I recently installed anaconda 4.3, and when I try to make a sum using df ["x"]. sum () or np.sum (df ["x"]) with pandas frame read from excel, I get the wrong answer. I also get the wrong answer when trying to use np.sum (x) or x.sum () in a random row, but when I np.sum (x) is a random numpy array, it gets the correct answer. This only happens after installing a new version of anaconda and databases with more than 50,000 rows. My current setup is anaconda 4.3, pandas 0.19.2, numpy 1.11.3
Invalid pandas amount:
import numpy as np
import pandas as pd
a = np.random.randint(35000, high = 80000, size = 100000, dtype = np.int64)

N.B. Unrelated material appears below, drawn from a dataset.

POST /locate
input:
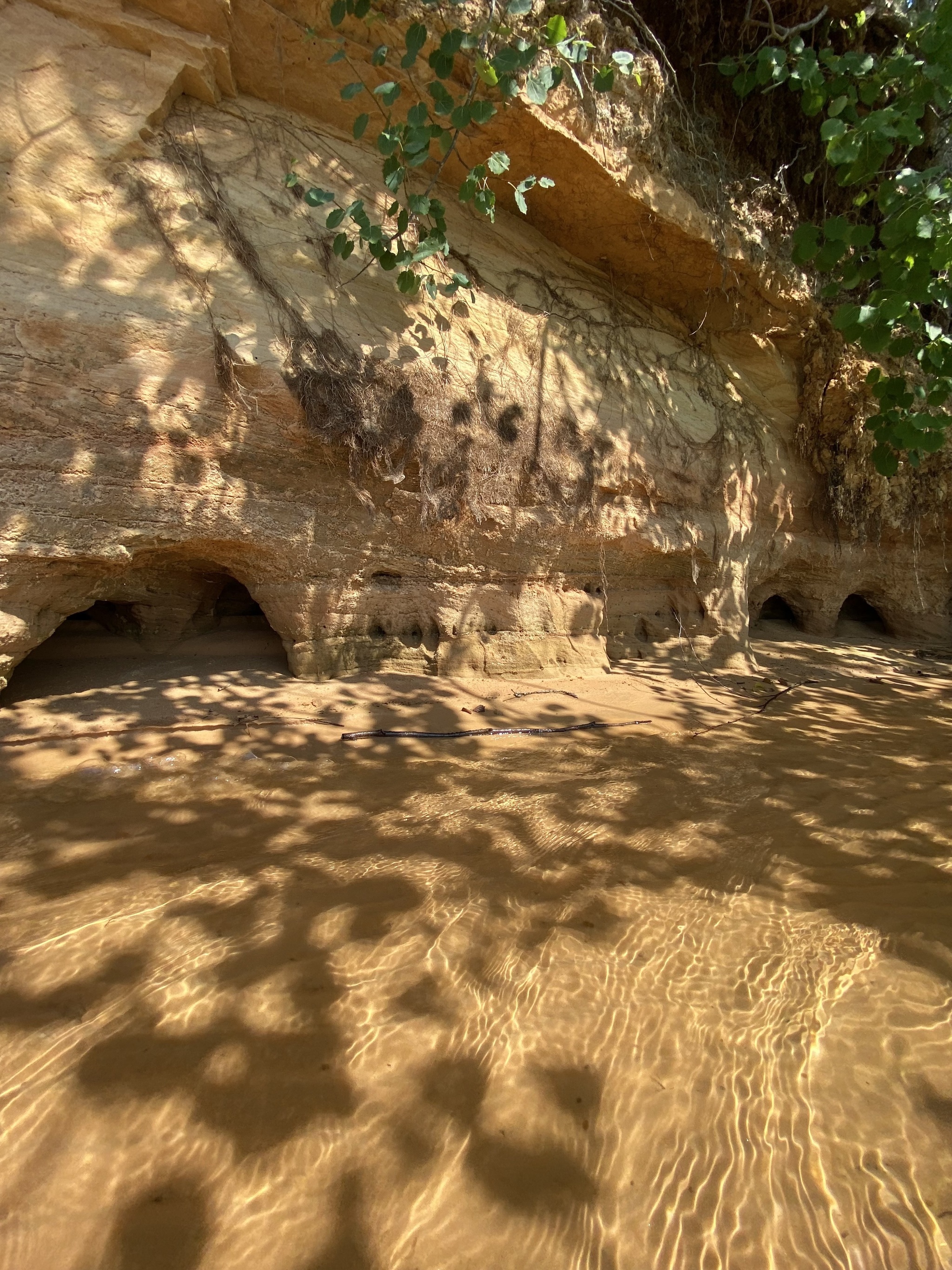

b = np.random.randint(1, high = 100, size = 100000)
c = np.sum(a)
d = pd.DataFrame({"a": a, "b": b})
e = d["a"].sum()
f = np.sum(d["a"])
print(c,e,f)
5752269581 1457302285 1457302285
Invalid data amount:
import numpy as np
import pandas as pd
w = pd.read_excel("C:\\Users\\asistentecrm\\Downloads\\Prueba2.xlsx")
x = w["Vlr. Neto"].sum()
y = w["Vlr. Neto"].values
z = np.sum(y)
print (x, z)
-423117005 3871850291
Sorry for my english and thanks for the help.